Sob a presidência espanhola da UE, o assunto foi discutido sem resultados positivos em reuniões realizadas em Nova York e Madri. Uma proposta troca de cartas não deu em nada. A atual presidência italiana da UE declarou a "fatwa" "nula e sem efeito", mas é uma declaração unilateral. Quanto às "consequências diplomáticas e econômicas" ameaçadas, não há sinal delas -previsivelmente, talvez.
É verdade que os iranianos têm dito repetidas vezes que a questão da "fatwa" "acabou", "está resolvida", "é história antiga", é "letra morta". No domingo passado, um diplomata iraniano em Londres, cujo nome não foi citado, "falando em nome do governo Rafsanjani", teria me "garantido" que o Irã não vai enviar ninguém para me matar, e que eu posso, portanto, "retomar uma vida normal".
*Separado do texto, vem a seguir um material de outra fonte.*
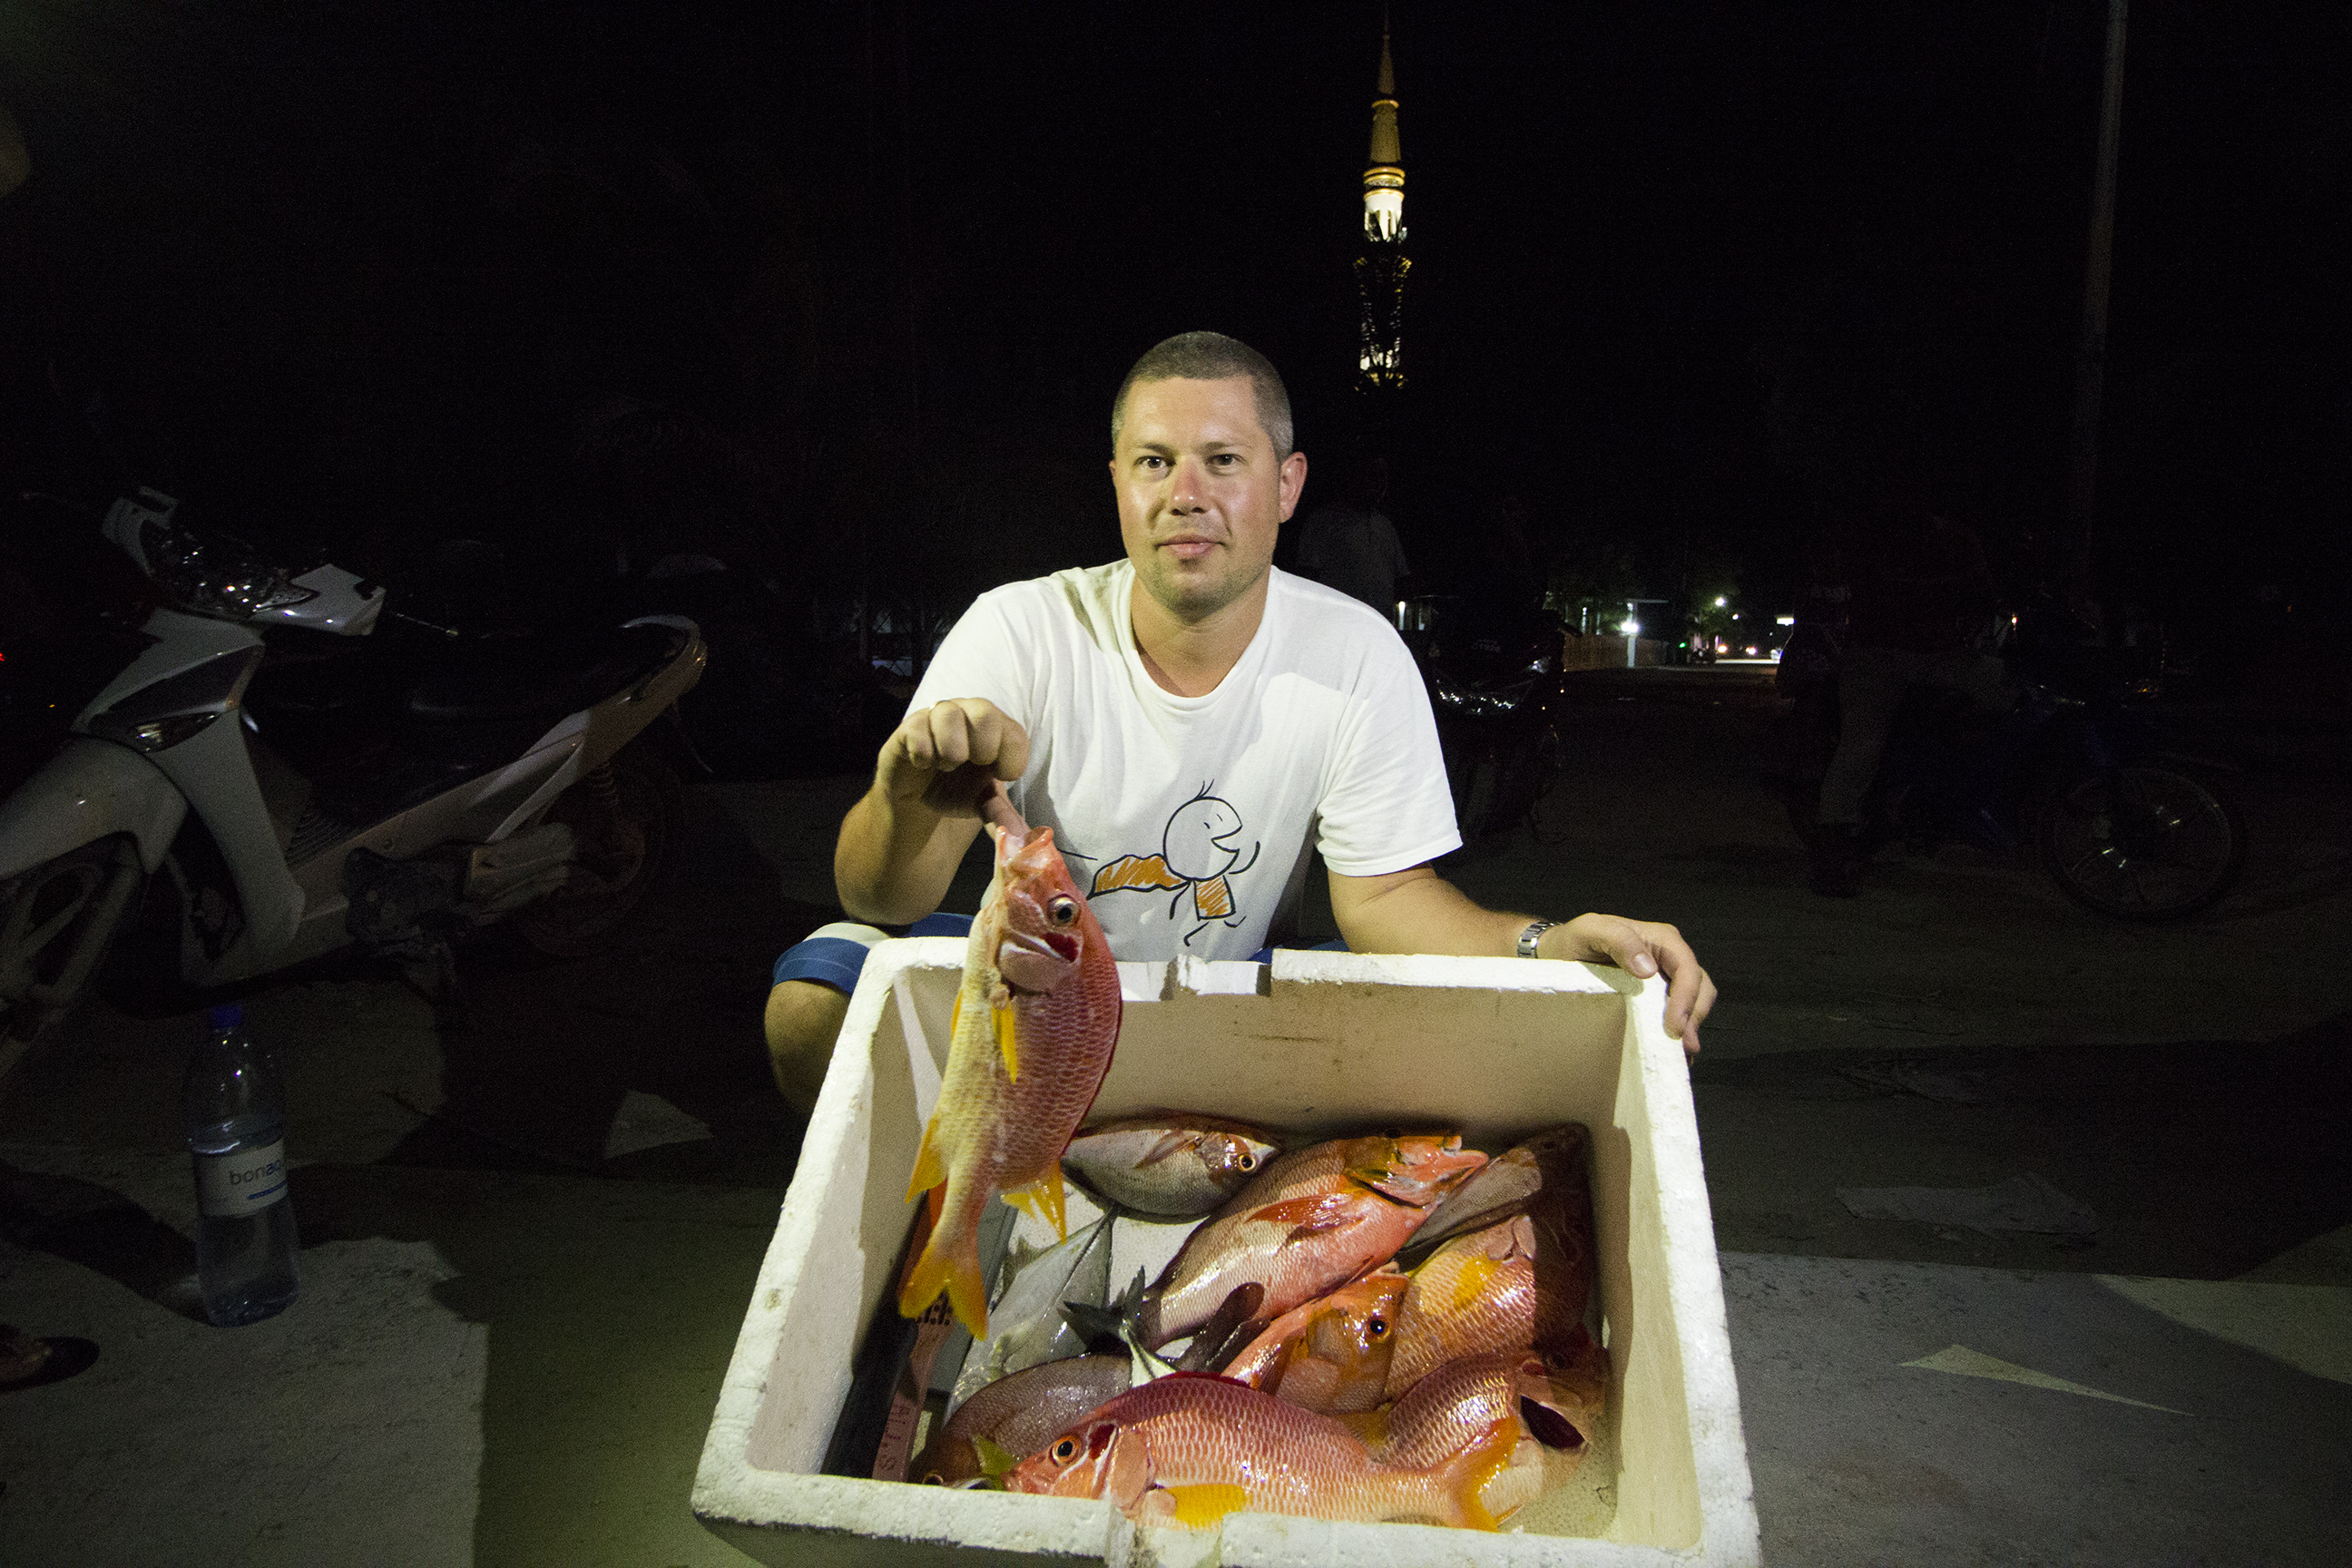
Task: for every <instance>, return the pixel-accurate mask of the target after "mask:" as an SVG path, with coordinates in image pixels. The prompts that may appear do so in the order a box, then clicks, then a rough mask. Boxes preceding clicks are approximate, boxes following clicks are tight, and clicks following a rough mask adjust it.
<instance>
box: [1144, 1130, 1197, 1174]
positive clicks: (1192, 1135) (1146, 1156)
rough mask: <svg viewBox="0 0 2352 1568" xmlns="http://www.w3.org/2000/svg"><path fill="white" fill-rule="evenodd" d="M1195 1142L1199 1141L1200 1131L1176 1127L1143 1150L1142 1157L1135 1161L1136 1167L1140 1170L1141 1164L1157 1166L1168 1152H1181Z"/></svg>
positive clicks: (1171, 1152) (1196, 1142) (1186, 1149)
mask: <svg viewBox="0 0 2352 1568" xmlns="http://www.w3.org/2000/svg"><path fill="white" fill-rule="evenodd" d="M1195 1143H1200V1133H1195V1131H1192V1128H1176V1131H1174V1133H1169V1135H1167V1138H1162V1140H1160V1143H1155V1145H1152V1147H1150V1150H1145V1152H1143V1159H1138V1161H1136V1168H1138V1171H1141V1168H1143V1166H1157V1164H1160V1161H1162V1159H1167V1157H1169V1154H1183V1152H1185V1150H1190V1147H1192V1145H1195Z"/></svg>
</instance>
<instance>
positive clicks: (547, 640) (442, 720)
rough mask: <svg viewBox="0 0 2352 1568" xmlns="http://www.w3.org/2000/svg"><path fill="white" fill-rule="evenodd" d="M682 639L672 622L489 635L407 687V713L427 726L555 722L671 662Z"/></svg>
mask: <svg viewBox="0 0 2352 1568" xmlns="http://www.w3.org/2000/svg"><path fill="white" fill-rule="evenodd" d="M675 637H677V632H675V630H673V628H668V625H614V628H600V630H593V632H569V635H534V637H515V639H503V642H492V639H487V642H480V644H475V646H470V649H466V651H463V656H461V658H459V661H454V663H452V665H449V668H445V670H437V672H435V675H430V677H426V679H421V682H416V684H414V686H412V689H409V693H407V703H405V708H407V717H412V719H421V722H426V724H515V722H546V724H553V722H555V719H560V717H564V715H567V712H579V710H581V708H593V705H595V703H602V701H604V698H609V696H612V693H614V691H626V689H628V686H633V684H637V682H640V679H644V677H647V675H652V672H654V670H659V668H661V665H666V663H668V661H670V656H673V654H675Z"/></svg>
Nos últimos nove meses, declarações desse tipo já foram feitas pelo presidente Rafsanjani, pelo ministro das Relações Exteriores Velayati e pelo presidente do Majlis (e provável próximo presidente da República) Nateq-Nouri.
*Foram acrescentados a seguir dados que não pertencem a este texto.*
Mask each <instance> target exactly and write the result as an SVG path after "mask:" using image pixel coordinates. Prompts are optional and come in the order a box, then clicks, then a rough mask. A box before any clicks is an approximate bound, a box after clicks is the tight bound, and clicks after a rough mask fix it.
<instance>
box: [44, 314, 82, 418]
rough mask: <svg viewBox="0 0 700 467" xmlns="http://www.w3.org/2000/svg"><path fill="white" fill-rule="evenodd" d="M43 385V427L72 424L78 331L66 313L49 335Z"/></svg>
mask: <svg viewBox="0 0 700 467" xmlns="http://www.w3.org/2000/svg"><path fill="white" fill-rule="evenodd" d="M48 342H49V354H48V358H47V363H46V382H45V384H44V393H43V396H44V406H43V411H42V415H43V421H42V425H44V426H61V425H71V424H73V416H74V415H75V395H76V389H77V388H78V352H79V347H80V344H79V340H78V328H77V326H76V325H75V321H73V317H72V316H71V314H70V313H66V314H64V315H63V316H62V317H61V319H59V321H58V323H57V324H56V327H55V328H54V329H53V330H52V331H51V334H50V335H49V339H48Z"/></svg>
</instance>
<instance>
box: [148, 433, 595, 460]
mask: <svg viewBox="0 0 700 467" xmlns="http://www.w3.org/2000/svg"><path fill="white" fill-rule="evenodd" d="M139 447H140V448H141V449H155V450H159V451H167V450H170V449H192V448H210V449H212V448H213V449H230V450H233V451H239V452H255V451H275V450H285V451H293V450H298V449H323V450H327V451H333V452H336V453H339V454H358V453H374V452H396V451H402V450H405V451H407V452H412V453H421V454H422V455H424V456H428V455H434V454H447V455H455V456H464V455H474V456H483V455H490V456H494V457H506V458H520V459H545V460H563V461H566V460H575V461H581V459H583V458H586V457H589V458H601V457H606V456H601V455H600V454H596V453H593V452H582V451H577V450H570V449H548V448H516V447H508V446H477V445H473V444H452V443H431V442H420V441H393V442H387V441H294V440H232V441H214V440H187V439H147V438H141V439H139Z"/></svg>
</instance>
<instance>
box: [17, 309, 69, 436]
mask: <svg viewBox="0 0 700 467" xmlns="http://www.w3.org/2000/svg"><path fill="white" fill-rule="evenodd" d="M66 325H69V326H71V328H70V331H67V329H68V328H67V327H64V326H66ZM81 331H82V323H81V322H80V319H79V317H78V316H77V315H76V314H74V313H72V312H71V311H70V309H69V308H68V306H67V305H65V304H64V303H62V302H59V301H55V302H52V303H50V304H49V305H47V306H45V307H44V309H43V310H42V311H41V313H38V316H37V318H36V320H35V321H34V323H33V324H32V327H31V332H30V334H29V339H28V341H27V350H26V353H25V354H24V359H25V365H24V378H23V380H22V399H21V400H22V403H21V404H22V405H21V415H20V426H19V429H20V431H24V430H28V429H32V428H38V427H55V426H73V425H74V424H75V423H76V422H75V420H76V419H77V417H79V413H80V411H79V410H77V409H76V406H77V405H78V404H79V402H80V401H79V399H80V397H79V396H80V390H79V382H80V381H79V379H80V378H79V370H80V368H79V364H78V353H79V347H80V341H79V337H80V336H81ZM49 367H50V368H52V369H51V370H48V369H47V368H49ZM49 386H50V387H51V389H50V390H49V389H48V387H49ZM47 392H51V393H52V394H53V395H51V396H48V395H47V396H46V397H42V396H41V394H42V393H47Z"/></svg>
Não deixa de ser uma mudança bem-vinda de tom, convenhamos. Mas a recusa em levar esta longa crise mundial a uma conclusão formal, assinada e selada só pode nos deixar profundamente céticos quanto à credibilidade de quem a alardeia.
Em última análise, o ponto fundamental não é se eu posso ou não, finalmente, "retomar uma vida normal". É que o Estado do Irã, em uma sentença decretada por seu chefe de Estado e repetidas vezes endossada por toda sua liderança, embarcou num caminho de censura por meio de terrorismo de Estado, cujos alvos eram os povos livres de outras nações.
Foi um esforço grave e criminoso. Devemos nos lembrar de que a "fatwa" já foi implementada. O prof. Hitoshi Igarashi, tradutor japonês de "Os Versos Satânicos", foi assassinado. O tradutor italiano, dr. Ettore Capriolo, foi atacado, e William Nygaard, o editor norueguês do livro, foi alvejado. Felizmente ambos se recuperaram.
A UE assumiu o compromisso solene de resolver esse problema. Eu a exorto a fazê-lo, com urgência extrema. O que nós, como cidadãos, podíamos fazer para defender a liberdade e nos opor à intimidação, já fizemos. Depois de sete anos, chegou a hora de nossos líderes seguirem nosso exemplo.